近在の今年の柿は大豊作という。昨夜、渋柿が届いた。寝るまでに皮をむき、糸を使って干し柿の準備をした。数日続いた雨模様は予報通り今朝は秋の空に変わった。さっそく渋抜きのため軒下に下げる。今秋2回の干し柿作り、明日も小春日和、渋抜きには言うことなし。初回と同じように旨いドライフルーツに仕上がるだろう。
昔風にいえば大百姓、広い畑の法面に何本もの柿の木がある。その渋柿や甘柿の木に鈴生りの柿が実るとその周りは別次元の世界に見えていた。何が不足なのか最近は実りの状態が良くない。猿が出没するというからそのせいかもしれない、猿は電気柵では防げないという。そんな法面の柿も終わりが近づいた。

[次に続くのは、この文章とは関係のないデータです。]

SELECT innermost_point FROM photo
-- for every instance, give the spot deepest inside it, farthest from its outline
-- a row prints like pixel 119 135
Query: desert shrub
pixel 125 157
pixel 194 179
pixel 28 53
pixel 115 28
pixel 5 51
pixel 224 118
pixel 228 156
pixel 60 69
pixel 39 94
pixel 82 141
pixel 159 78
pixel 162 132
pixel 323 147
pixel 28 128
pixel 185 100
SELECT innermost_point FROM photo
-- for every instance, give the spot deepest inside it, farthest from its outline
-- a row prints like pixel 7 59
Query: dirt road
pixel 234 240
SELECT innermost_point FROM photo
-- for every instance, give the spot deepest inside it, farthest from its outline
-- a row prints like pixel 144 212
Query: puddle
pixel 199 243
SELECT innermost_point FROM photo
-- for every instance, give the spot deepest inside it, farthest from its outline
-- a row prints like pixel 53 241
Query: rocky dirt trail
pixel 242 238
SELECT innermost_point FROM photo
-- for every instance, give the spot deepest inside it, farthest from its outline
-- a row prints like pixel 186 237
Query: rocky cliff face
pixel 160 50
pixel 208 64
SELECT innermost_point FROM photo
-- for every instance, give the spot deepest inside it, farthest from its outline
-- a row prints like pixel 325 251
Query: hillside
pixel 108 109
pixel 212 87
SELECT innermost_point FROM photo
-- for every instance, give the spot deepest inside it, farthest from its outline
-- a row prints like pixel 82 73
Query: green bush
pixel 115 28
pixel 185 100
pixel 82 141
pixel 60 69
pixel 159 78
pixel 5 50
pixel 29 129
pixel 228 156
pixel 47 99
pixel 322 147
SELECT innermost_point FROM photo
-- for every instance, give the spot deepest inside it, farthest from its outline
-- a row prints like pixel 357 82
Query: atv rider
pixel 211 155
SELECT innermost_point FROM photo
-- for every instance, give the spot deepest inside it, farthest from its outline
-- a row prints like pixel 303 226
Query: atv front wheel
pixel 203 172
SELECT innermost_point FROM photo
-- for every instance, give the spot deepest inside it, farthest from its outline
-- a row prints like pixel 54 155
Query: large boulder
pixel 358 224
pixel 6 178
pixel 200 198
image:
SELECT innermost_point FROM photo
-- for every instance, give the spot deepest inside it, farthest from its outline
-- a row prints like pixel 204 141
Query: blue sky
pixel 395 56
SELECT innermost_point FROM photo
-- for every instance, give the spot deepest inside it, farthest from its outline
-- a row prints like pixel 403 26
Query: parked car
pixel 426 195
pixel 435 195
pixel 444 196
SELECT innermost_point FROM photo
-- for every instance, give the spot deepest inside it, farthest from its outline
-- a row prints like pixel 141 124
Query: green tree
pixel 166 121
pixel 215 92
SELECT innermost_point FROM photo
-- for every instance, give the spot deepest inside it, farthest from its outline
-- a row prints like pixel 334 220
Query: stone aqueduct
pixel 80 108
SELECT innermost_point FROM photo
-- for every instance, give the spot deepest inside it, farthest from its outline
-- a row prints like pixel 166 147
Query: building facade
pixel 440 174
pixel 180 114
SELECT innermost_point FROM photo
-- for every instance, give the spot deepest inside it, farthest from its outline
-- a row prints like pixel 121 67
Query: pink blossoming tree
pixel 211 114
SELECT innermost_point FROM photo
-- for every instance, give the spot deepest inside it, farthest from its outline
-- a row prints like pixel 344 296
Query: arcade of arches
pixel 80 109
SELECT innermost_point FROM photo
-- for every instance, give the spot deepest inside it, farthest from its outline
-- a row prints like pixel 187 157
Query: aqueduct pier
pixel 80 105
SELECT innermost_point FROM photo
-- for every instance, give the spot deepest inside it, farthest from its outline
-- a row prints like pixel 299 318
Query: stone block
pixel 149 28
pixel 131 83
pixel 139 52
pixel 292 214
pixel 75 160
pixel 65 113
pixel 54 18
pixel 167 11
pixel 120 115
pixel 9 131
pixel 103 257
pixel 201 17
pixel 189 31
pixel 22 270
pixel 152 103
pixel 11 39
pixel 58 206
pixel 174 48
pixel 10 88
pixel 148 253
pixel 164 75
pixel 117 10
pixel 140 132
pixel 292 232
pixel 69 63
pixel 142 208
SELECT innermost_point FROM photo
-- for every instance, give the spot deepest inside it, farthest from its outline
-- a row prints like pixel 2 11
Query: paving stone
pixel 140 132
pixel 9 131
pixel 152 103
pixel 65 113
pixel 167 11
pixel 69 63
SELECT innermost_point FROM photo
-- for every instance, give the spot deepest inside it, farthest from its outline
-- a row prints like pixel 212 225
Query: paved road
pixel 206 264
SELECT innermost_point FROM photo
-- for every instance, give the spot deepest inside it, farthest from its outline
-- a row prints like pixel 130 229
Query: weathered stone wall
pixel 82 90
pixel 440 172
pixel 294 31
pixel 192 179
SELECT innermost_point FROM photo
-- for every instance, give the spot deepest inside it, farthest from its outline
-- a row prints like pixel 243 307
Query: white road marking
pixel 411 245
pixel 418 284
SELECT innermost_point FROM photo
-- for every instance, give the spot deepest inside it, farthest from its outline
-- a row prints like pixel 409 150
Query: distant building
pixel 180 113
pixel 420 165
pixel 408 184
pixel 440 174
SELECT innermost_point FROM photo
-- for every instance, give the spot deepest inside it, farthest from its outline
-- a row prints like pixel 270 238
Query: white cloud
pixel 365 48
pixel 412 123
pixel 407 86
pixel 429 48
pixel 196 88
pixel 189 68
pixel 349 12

猿が食べ残したのか、大百姓家が昔からの言い伝えに従ったのか梢に熟れた実が残っている、いや、木守柿として残してある。今年も沢山の柿をありがとうと労わり、来年もよく実るようにと願う気持を木守柿に伝える。その柿、さすがの猿もそこまでは手が届かないだろうと思える小枝の先端で、少し鄙びて見えるが頑張っている。
マレーシアの企業に出向した同期が「日本を離れて食べたくなった物の一つは柿」と話した。柿は手段を尽くしても手に入らないから日本から取り寄せたそうだ。その話の時、柿は日本の果実だということを知った。子どものころはおやつ変わりでもあった柿、今では収穫されないで熟し落ちていく。いつか、食べたいが食べれない、そんな時代のこないことを木守柿に祈る。